Inevitably, reddit will, someday, do something to anger it’s userbase again. But that time, or a few cycles of this down the line, when people start looking to alternatives, one or more will actually be big enough for the majority of redditors to actually be willing to move there. At that point, the site may collapse, the damage reddit does to itself with this incident will become apparent: motivating people to build it’s own competition.
I mean, since there’s no central site to shut down, Lemmy failing would pretty much just mean that it stagnates and some of the bigger instances shut down, at which point there still would be some remnant of it left to stay on, if a smaller one. Failing that, it isn’t the only reddit alternative that people have been working on, so maybe one of the others will be more successful.
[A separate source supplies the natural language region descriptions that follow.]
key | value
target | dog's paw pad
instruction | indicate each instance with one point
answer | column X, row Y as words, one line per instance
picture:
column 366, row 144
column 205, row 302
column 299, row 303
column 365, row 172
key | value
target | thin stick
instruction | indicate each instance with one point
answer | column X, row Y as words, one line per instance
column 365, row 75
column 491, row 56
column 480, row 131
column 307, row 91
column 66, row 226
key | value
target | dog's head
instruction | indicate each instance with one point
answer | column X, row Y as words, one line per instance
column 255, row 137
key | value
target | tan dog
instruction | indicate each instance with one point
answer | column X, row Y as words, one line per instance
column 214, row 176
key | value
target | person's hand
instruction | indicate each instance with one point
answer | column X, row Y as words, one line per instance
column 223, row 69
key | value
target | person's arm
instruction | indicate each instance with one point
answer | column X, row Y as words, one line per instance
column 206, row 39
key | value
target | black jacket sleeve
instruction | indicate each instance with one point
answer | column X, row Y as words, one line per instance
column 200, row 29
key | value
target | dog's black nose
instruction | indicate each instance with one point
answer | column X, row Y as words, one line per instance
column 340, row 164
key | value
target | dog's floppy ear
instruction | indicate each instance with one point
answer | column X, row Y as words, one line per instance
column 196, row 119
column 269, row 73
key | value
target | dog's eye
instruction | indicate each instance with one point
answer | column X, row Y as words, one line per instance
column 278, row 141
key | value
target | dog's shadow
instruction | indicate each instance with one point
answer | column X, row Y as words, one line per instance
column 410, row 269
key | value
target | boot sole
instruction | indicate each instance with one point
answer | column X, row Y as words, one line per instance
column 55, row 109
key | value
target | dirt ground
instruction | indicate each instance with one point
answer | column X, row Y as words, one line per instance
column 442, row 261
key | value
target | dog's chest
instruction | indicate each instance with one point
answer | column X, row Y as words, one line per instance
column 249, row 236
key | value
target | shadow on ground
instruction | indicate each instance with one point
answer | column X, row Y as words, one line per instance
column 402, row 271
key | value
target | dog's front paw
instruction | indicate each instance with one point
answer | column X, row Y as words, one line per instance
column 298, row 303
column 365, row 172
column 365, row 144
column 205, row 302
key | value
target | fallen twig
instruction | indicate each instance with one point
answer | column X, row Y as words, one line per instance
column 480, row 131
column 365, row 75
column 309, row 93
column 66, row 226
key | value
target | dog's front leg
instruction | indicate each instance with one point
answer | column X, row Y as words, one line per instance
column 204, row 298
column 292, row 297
The only one Ive played for any length of time is freeciv, which as the name implies is based of the civilization games, mostly civ2. It’s a bit old looking these days and setting up multiplayer has always been a bit fiddly, but the gameplay is pretty fun imo.
Was initially surprised about WeChat not being higher just because my understanding was that it was the main social site in China with a lot of the ones popular outside of that country being banned, but I suppose practically nobody outside of China uses it and they are still a minority of the world, big as they are, so on second thought it makes sense. Seeing Pinterest above Twitter genuinely surprises me though, I don’t think I’ve ever seen anyone talking about Pinterest, mentioning their Pinterest account, or linking to it, and tbh I don’t actually even know what sort of site it is or what it even looks like.
personally I’ll probably use reddit as well as lemmy for a few weeks, but less and less. I use a 3rd party client (slide for reddit) and dont intend to go back to the official app, when Ive last used it I found it unusable and this whole incident has really soured my opinion of it. I may occasionally visit it on desktop after that is gone, I actually dont mind new reddit on desktop unlike most, but since I dont usually use social sites on my desktop anyway and again, have been liking reddit less after this, I dont foresee myself using it that way much and probably will leave entirely after awhile. Lemmy doesnt really have all the small communities reddit does, but that does seem to be changing pretty rapidly. Im sure a whole lot of recent lemmy users will go back after awhile, but given the apps havent even shut down yet, my hope is that enough people come and stay for there to be enough to be happy with, even if its nowhere near the user count of reddit
Technically it should already be possible for a company to advertise here, no? Not in the “there are little video boxes you can’t get rid of (barring adblocker extensions)” but in the sense that one could have their employees create accounts and make comments and posts to promote their products. They’d probably have to do it subtly and sneakily, because they’d likely get banned or if they had their own instance, defederated, but they could. Wouldn’t even need to pay anything beyond employee salaries to make it.
I feel like “proper” ads would be more difficult to implement, because even if the software were updated to include the ability to add them, people could and likely would make forks of it that just didn’t display those from federated servers, or clients that don’t on any server, and because the software is open source there would be no stopping it. An instance could defederate instances using such an ad-blocking fork, but that would risk ending up themselves isolated and therefore lose much of their traffic and viability as a platform.